Seminar

4.00 pm: Carlos Pastor Alcoceba



Title:​ Lattice points in symmetric bodies.

Abstract: In a lattice point problem we are interested in estimating the number of points with integer coordinates lying inside a certain subregion of $\mathbb{R}^n$ depending on a parameter, as the parameter becomes large. Usually this family of regions correspond to dilations of a single convex body. We will see that Fourier analysis (in particular Poisson's summation formula) and exponential sums play a key role in this kind of problems. Extra symmetries can often be exploited to obtain better bounds for the error term, but technical conditions might arise.
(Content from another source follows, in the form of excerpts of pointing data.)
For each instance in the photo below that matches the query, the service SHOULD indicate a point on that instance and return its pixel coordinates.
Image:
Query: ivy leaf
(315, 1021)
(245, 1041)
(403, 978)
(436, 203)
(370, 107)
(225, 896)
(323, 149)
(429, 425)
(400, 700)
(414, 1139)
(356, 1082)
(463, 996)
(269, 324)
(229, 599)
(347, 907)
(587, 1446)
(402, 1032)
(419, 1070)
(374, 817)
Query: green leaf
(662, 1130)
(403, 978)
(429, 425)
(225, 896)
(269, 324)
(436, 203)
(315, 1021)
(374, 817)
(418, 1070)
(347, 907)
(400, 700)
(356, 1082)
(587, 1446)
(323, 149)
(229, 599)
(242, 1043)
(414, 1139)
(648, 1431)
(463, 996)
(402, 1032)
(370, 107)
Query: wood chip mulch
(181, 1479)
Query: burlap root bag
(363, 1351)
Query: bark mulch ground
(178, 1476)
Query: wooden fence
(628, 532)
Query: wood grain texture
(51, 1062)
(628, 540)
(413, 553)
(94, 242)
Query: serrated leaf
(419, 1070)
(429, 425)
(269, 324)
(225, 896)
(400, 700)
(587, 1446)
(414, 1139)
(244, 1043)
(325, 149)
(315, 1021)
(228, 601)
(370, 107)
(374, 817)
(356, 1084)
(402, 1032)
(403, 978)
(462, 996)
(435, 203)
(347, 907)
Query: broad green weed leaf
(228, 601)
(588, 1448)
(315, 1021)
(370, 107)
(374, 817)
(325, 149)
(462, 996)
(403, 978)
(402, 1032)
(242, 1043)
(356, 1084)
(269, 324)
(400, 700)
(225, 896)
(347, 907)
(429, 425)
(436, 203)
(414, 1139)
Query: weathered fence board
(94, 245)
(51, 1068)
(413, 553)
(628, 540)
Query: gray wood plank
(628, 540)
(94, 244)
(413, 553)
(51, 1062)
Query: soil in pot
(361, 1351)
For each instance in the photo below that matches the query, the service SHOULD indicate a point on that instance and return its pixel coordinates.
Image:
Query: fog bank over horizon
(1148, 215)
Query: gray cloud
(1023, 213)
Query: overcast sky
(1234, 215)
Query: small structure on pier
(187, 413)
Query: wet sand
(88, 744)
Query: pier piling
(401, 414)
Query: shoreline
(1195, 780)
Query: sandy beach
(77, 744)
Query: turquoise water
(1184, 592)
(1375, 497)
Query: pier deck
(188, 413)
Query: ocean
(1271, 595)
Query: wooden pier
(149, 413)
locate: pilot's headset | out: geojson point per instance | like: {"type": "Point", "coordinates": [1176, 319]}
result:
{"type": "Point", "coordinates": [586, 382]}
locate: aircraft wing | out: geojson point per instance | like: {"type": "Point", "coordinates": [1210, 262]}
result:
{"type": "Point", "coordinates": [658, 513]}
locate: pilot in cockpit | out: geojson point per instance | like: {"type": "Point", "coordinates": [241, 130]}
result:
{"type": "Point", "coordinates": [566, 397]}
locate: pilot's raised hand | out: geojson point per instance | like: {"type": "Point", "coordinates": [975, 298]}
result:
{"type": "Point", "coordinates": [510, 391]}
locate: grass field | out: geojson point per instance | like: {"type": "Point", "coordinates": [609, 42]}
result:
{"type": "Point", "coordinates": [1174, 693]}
4.30pm: Vlad​imir​   Mitankin

Title: Integral points on generalised Chatelet surfaces

Abstract: For an integer a and a separable polynomial P(t) with integral coefficients we look at affine surfaces X cut out by y^2 - az^2 = P(t). Under the assumption that there is no integral Brauer-Manin obstruction and under Schinzel's hypothesis we are able to deduce that X satisfies the integral version of the Hasse principle. Furthermore, we are able to approximate in the t variable any finite collection of local points corresponding to finite primes with an integral point on X. This work is based on a classical result of Colliot-Thélène and Sansuc regarding rational points. We inject tools from algebraic number theory so that we can modify their argument in a way that works for integral points.